Segundo o sociólogo Sérgio Buarque de Holanda, o brasileiro integra uma nação cordial, tendo em vista que as emoções e os sentimentos os norteiam. Todavia, no que tange às problemáticas sociais, esse pensamento é contrariado. Tal impasse evidencia-se no dilema das doações de sangue, que, no Brasil, encontram-se em números irrisórios. Logo, relaciona-se tal contrariedade à adoção de premissas equivocadas e discriminatórias, além da desinformação que aflige parcela significativa da população brasileira.

É preciso considerar, de início, a infundada norma criada pelo Estado brasileiro que veta a doação sanguínea por homens homossexuais. Historicamente, as políticas públicas brasileiras inibem a normatização da homossexualidade, a exemplo disso, vê-se o impedimento da doação de sangue por essa minoria. Esse fato, além de chancelar ataques e descriminar o público LGBT, ainda anula uma crescente nos estoques sanguíneos, uma vez que, segundo dados do IBGE, são desperdiçados anualmente 18,9 milhões de litros devido à impossibilidade de doação pelos homossexuais. Constata-se, então, que exclusão institucionalizada pelo Estado não só mata com o preconceito como impede o prosseguimento de uma vida que almeja por doadores. Vale ressaltar, também, a desinformação da sociedade como fator preponderante para pouca adesão da doação sanguínea.

É possível apontar, ainda na Antiguidade Clássica, a existência de sofistas - indivíduos que geravam impactos à sociedade ao proliferarem rumores infundados. Na atual conjuntura, muitas pessoas mantêm um comportamento análogo, de modo que propagam boatos que abalam a arrecadação de sangue. Sabe-se que, o temor da população em contrair doenças e serem, de algum modo, afetadas negativamente no ato da doação decorre do pouco conhecimento acerca do assunto. Por conseguinte, espera-se o combate à desinformação, no entanto, vê-se que os órgãos públicos estagnam-se diante dessa problemática. Infere-se, portanto, que a mazela brasileira a respeito da doação sanguínea se acentua em concomitância com o preconceito e a ignorância, o que urge por combate.

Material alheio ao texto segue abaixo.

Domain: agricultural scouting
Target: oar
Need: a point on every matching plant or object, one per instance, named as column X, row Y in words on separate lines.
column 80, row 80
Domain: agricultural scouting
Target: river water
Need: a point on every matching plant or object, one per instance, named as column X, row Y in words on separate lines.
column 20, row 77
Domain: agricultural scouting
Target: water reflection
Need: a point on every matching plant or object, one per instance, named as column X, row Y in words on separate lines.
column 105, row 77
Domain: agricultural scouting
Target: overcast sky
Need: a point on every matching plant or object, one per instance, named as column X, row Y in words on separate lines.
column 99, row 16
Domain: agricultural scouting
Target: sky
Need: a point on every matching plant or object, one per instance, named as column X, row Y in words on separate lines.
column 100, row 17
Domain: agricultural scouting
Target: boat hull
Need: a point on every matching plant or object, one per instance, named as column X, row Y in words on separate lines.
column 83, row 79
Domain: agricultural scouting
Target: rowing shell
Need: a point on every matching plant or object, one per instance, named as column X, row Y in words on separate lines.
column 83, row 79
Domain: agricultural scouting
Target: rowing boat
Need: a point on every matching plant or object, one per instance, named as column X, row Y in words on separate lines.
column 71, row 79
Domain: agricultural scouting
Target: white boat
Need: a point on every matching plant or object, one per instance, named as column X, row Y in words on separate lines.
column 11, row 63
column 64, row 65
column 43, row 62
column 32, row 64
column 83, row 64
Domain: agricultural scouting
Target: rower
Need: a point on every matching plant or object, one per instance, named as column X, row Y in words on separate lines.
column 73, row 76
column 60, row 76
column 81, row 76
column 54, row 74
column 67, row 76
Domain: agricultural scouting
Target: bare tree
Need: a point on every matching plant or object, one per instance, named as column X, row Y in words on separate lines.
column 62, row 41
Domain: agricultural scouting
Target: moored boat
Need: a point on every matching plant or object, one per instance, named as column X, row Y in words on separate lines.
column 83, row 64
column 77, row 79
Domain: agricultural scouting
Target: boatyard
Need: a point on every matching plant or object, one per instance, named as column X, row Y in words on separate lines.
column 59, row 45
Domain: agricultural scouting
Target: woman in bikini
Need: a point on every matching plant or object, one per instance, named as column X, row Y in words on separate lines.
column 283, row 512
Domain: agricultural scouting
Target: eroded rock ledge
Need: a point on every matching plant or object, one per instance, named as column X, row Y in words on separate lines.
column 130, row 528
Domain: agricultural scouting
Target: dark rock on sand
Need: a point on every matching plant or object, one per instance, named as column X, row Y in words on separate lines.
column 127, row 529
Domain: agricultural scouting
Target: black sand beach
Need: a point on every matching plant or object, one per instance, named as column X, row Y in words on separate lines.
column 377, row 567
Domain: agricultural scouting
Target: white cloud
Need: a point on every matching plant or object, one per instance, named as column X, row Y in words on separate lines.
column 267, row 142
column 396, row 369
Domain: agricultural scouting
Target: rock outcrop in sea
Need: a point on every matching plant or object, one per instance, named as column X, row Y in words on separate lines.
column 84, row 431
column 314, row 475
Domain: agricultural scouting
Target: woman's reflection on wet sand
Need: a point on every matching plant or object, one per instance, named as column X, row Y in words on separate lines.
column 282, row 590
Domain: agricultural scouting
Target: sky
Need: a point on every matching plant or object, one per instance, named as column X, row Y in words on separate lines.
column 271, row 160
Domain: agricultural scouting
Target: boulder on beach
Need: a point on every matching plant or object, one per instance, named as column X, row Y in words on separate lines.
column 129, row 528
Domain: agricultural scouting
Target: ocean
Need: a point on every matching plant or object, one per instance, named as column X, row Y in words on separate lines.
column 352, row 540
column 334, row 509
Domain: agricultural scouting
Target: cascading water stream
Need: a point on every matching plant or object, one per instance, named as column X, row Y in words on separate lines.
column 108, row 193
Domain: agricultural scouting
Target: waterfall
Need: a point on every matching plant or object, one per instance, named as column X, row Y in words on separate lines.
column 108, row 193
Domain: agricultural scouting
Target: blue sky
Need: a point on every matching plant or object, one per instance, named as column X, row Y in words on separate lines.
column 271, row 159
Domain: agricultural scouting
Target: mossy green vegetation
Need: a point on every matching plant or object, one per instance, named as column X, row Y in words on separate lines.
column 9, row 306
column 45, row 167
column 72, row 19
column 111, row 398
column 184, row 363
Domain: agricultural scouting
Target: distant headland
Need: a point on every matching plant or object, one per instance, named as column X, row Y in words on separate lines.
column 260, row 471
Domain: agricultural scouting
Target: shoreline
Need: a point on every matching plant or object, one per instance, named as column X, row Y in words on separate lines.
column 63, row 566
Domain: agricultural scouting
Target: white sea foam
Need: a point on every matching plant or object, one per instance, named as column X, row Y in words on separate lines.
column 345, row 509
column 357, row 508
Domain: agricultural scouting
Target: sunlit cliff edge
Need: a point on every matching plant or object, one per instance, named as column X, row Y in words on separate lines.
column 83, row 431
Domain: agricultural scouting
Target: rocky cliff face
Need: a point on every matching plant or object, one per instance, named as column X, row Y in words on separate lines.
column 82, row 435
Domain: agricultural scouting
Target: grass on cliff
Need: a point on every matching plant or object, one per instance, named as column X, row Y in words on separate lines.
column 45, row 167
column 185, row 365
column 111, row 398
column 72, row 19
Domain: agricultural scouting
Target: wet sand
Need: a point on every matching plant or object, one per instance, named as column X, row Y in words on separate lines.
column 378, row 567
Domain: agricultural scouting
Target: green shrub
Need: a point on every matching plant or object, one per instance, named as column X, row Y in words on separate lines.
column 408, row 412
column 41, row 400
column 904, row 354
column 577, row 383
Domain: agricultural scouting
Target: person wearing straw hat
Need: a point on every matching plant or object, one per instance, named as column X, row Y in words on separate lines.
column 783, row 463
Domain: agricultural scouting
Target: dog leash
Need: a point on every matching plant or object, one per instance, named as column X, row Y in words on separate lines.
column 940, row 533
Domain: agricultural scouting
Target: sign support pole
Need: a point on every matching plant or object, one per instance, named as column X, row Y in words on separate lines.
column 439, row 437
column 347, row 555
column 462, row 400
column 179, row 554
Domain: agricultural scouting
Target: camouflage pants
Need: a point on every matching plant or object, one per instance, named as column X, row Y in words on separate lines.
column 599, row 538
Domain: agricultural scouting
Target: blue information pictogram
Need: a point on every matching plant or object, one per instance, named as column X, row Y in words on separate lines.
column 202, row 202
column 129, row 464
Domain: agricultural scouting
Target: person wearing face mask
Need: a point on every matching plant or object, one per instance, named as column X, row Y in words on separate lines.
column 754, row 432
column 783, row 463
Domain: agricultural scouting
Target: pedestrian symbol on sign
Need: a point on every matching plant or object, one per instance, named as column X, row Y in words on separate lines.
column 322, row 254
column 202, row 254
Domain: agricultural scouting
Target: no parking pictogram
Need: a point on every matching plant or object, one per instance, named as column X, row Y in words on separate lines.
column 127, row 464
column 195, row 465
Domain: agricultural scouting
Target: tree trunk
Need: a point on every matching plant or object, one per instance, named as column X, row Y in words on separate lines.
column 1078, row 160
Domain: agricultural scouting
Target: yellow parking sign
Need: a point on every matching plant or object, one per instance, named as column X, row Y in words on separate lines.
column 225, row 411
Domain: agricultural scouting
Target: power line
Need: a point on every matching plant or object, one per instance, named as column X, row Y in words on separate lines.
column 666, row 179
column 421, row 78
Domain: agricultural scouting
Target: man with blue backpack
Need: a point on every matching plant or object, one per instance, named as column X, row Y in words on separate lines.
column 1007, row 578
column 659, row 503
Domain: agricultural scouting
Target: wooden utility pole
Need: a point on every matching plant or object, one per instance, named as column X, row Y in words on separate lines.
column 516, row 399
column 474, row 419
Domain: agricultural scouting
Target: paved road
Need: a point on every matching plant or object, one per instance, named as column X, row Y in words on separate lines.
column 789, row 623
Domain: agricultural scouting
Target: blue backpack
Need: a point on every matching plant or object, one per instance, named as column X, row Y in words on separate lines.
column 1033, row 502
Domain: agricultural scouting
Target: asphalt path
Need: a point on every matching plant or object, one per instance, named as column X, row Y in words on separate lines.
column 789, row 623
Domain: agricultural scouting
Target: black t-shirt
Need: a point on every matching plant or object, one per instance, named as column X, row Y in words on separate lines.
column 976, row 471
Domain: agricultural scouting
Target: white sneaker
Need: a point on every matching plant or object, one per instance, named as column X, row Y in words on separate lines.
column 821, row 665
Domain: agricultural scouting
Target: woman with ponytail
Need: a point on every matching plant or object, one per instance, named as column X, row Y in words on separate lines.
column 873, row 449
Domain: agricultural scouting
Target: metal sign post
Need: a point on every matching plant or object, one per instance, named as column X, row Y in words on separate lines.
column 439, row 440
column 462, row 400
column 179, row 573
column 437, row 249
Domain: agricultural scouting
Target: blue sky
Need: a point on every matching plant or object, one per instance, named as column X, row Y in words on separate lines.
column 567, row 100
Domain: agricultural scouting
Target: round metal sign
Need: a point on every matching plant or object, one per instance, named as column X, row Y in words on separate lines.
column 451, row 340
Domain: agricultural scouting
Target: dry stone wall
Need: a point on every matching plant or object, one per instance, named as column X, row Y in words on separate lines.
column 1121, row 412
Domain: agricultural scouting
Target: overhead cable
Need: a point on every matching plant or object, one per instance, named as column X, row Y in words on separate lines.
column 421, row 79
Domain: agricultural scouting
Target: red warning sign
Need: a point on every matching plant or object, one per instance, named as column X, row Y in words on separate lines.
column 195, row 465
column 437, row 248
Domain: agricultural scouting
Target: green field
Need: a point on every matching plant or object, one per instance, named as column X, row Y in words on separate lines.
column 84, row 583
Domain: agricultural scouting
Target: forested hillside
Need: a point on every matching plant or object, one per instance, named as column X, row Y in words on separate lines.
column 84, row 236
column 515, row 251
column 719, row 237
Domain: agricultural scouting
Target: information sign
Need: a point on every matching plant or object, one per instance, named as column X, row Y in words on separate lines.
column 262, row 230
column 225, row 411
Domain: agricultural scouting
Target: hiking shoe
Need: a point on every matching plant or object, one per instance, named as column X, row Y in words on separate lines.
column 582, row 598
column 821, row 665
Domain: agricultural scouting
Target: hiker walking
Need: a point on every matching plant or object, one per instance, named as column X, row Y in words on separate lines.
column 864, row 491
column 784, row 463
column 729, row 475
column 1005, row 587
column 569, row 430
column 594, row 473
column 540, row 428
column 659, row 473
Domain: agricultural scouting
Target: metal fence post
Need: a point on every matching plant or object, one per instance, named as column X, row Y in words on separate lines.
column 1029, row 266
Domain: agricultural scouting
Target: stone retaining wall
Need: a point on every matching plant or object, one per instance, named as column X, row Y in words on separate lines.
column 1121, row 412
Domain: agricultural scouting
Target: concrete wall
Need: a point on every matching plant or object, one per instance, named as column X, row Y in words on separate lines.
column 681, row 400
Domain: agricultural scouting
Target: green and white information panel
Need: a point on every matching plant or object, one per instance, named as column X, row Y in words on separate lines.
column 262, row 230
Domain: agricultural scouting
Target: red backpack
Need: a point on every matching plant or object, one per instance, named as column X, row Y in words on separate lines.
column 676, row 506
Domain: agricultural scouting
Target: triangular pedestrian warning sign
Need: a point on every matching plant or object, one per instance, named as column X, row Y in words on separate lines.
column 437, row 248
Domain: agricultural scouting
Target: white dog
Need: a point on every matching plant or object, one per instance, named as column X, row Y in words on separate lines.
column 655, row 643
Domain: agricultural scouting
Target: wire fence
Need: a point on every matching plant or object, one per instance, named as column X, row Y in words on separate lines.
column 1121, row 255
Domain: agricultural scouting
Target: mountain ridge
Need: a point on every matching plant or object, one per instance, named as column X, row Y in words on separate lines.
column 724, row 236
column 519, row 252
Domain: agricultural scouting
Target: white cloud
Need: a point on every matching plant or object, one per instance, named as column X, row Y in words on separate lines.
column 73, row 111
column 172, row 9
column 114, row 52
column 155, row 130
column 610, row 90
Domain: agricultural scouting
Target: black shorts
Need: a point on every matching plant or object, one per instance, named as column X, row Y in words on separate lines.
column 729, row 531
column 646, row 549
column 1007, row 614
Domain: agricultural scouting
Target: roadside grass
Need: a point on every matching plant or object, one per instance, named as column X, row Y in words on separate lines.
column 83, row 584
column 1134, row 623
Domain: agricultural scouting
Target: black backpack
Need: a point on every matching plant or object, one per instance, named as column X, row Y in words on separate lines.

Diante disso, é preciso que os membros do Congresso Nacional elaborem um projeto de lei que assegure a doação sanguínea aos homossexuais, já que a doação independe de gênero. Essa medida além de possibilitar o aumento no número de bolsas de sangues nos hemocentros, ainda visa progresso na aceitação social do público LGBT. Outrossim, é imperativo que o 3º setor - as ONGs – aliado ao Ministério da Saúde, realize campanhas instrutivas nos municípios brasileiros. Essa ação almeja desestigmatizar preceitos errôneos sobre a doação sanguínea e fazer com que o ato de doar torne-se corriqueiro na sociedade brasileira.